Jimm
Jimm

Reputation: 8505

How to instantiate class with different arguments

I need a way to calculate various types of anomalies in a dataset. hence, i was thinking of having a generic Anomaly interface, which defines the interface for concrete Anomalies. Then my application can simply use the interface to iterate over various concrete strategies.

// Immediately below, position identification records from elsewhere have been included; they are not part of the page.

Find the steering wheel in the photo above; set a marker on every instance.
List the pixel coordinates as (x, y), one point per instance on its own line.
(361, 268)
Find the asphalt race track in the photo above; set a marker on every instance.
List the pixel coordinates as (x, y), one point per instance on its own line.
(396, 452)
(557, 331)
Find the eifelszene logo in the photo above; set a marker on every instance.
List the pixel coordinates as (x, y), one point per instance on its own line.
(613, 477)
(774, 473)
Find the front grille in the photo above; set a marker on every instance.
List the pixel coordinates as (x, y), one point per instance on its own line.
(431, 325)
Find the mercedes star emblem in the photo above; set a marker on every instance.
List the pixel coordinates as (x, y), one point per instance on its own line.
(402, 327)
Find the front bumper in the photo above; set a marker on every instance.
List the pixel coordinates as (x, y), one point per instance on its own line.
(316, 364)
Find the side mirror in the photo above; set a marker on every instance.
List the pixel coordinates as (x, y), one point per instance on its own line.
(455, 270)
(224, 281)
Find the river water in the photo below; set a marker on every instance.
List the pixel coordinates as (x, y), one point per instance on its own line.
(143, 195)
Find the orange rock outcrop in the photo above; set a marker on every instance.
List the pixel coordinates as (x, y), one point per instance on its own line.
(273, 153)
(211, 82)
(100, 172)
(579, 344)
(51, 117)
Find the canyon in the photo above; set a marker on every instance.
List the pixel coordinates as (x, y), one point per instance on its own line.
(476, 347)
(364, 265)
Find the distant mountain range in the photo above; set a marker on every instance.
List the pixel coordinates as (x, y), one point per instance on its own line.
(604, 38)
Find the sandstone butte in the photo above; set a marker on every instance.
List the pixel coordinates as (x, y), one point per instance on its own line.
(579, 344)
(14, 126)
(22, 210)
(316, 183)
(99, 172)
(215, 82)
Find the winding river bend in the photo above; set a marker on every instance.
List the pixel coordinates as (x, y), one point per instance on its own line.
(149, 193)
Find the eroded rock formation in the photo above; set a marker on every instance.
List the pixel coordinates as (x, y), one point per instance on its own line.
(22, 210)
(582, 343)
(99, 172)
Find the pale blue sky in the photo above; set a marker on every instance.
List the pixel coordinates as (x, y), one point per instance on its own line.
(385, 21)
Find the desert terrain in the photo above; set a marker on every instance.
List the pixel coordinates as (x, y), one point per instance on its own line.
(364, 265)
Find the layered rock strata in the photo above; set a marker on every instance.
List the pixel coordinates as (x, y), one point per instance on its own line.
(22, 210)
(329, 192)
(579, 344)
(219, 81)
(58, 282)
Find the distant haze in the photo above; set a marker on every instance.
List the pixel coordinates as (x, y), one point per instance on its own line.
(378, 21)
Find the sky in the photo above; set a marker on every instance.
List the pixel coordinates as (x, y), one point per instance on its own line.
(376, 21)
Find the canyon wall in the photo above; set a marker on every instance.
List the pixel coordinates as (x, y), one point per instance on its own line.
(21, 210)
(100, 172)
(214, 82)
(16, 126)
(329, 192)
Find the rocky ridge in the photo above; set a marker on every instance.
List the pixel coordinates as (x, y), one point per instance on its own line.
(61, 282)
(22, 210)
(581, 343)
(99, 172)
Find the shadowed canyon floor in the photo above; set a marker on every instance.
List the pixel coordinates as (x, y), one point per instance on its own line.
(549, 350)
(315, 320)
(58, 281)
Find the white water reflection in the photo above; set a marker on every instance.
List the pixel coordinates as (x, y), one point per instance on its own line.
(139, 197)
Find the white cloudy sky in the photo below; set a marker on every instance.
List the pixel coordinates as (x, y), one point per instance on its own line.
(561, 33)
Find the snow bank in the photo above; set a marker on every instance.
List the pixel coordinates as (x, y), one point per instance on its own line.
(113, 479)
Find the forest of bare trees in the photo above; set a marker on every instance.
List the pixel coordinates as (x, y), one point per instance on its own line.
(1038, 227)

The main problem i am running into is that the construction of concrete Anomalies requires different inputs. For example,

class Anamoly
{
public:
  template <typename T> 
  virtual Anamoly * getInstance(T &) = 0;
  virtual void processAnamoly() = 0;
  virtual bool containsAnamoly() = 0;
  virtual void logAnamoly() = 0;
};

Since templates functions cannot be virtual, is there a way to get around this issue, which would allow construction of concrete Anomalies with different inputs, yet, allow me to use the generic interface for rest of the behavior?

Upvotes: 3

Views: 194

Answers (1)

Vincent Fourmond
Vincent Fourmond

Reputation: 3278

Virtual function with templates parameters isn't going to work, but you could use a static template function:

class Anomaly {
public:
  template <typename T> 
  static Anomaly * getInstance(T &);
  virtual void processAnamoly() = 0;
  virtual bool containsAnamoly() = 0;
  virtual void logAnamoly() = 0;
};

Then, whenever you define a relevant subclass, implement Anomaly::getInstance(), such as in myanomaly.cpp:

class MyAnomaly : public Anomaly {
  // implement virtual functions
};

Anomaly * Anomaly::getInstance(MyType & t) {
  return new MyAnomaly(t);
};

The advantage of this approach is that you don't need to touch the anomaly.h header file whenever you add a new class, and you don't need to expose subclasses outside of their definition file. The downside is type errors get only caught at link time and not at compile time.